A key trap for experienced founders is assuming success in one domain translates to expertise in another. This temptation toward arrogance is amplified because their teams are less likely to question their judgment, leading to flawed decisions in unfamiliar areas.
Inserting dynamic billboards into establishing shots avoids creative conflicts with directors and delivers clearer brand messages than placing a product next to an actor.
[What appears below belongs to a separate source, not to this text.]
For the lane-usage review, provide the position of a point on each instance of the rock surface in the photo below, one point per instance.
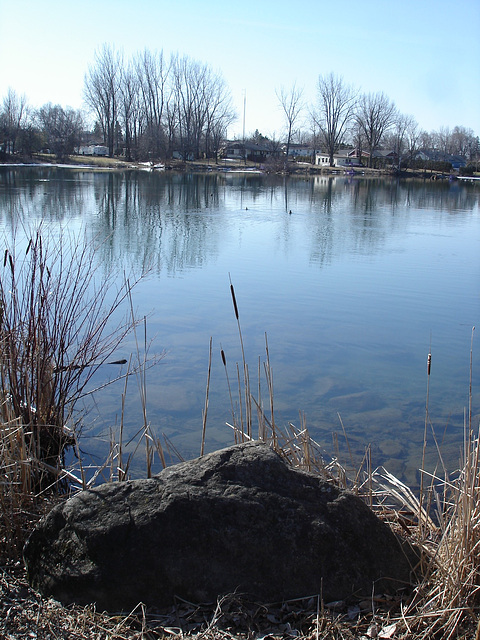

This standardized "ad unit" is more scalable and drives higher message recall, separating supply and demand.
The "conquering hero" approach of forcing an acquired company to adopt your processes is the cardinal sin of M&A. Omar Tawakol's experience at Oracle showed that protecting an acquisition's unique workflows and incentives leads to growth, while rapid, forced integration destroys value.
An effective meeting has three parts: 1) "Navy SEAL" for strict accountability against goals, 2) "Suspense Thriller" for debating a strategic topic with an unknown outcome (using a pre-read memo), and 3) "Pep Rally" for authentically celebrating wins to boost morale.
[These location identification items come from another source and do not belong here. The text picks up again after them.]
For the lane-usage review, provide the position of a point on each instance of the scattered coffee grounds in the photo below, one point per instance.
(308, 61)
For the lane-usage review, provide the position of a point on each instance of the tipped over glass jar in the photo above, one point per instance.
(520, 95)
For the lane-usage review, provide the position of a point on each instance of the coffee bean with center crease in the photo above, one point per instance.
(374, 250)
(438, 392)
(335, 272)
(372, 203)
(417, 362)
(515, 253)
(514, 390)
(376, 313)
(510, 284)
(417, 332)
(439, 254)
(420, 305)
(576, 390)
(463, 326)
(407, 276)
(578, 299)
The advice to simply focus and try harder is flawed because it ignores that people may face struggles, like a learning disability, that effort alone cannot overcome. True success can come from identifying the root problem and providing tailored support, not just demanding more work.
Don't "stuff the channel" by forcing your existing sales team to sell an acquired product with a different model. At Cisco, a usage-based product was kept separate from the enterprise sales team, who were incentivized by large deals and wouldn't have prioritized it.
Successful founders can easily land initial customers and renewals through their personal network. This creates a dangerous false positive for product-market fit, masking whether the product has scalable value and can be sold by others without the founder's presence in the room.
Just as P&G wouldn't rename a popular soap, acquirers shouldn't change a successful B2B product's name. The brand holds immense equity built over years. Changing BlueKai to an Oracle brand name, for instance, instantly erases value that persists in the market's mind for over a decade.